Opinión

Esa felicidad electoral

Prohibido fijar carteles. Lo pone por todas partes. Y sin embargo, los políticos a lo suyo. Ni caso. Claro, como organizan la fiesta de la democracia y hay barra libre, les da lo mismo. He pasado una madrugada de infarto con la pegada. Quiero decir que he intentado que me diera un infarto de la emoción, esperando el gran momento, pero ni comiendo tres tapas de orejas, con todo ese colesterol latente, y oprimiéndome el arteriámen, he conseguido el paro cardiaco. Con lo bien que le vendría a esta emocionante crónica un infarto.

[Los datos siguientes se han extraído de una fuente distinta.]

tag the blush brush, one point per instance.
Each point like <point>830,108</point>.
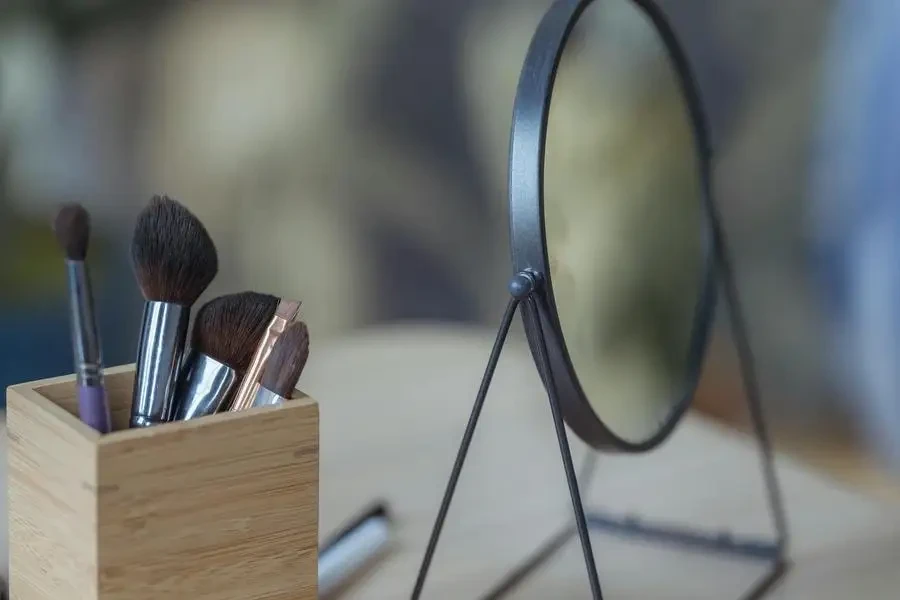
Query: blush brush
<point>226,332</point>
<point>72,227</point>
<point>284,366</point>
<point>284,315</point>
<point>174,260</point>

Ya estamos en campaña y siento cómo la primavera en mi corazón. Estoy tan emocionado que creo que me voy a presentar voluntario a una de esas mesas electorales en las que tienes que estar todo el día mirando como la gente acude a votar con esa mezcla de resignación y desconfianza. Que los gallegos llevan el papel del voto como si llevaran un cadáver. Y algo de eso hay, que la democracia es una manera como otra cualquiera de matar el tiempo.

Ahora vendrán las promesas electorales. Nos vamos a divertir. También vendrán las mentiras. Y lo que es peor, vendrán las verdades. Nos esperan tantas sorpresas que en esta preciosa noche de pegada de carteles solo pienso en tatuarme en el pecho las siglas de mi partido y vestirme la camiseta de las grandes ocasiones. Que llevo cuatro años sin lavarla. Que ya ni me sirve y se me ve el ombligo, pero me da igual porque voy a estar en primera fila y mi candidato me va a dar el mejor bocadillo de mortadela de todo el mitin. Que soy un clásico de la política. Como Churchill pero en versión Pelegrín y sin puro, que el tabaco es cosa antidemocrática y un poquito fascista.

Viniendo hacia casa me he cruzado con el tonto del megáfono, un clásico electoral sin color político. Es un tipo que ha nacido para esto. Para molestar. Por eso estoy deseando que pase la noche y que entremos ya en campaña porque, de buena mañana, yo con mi resaca, y él con su megáfono, haremos un dueto de Pimpinela. Yo desde la ventana, él desde la calle. Yo mentándole a su madre, él prometiendo que todos los gallegos tendrán una o incluso dos madres si su partido gana las elecciones. Yo arrojándole huevos, el tocándolos.

Así es la vida en campaña. Un poema lleno de romanticismo. Y como todos los poemas románticos, termina con un montón de víctimas y cientos de cursilerías para la posteridad. Pero –Dios es bueno– termina.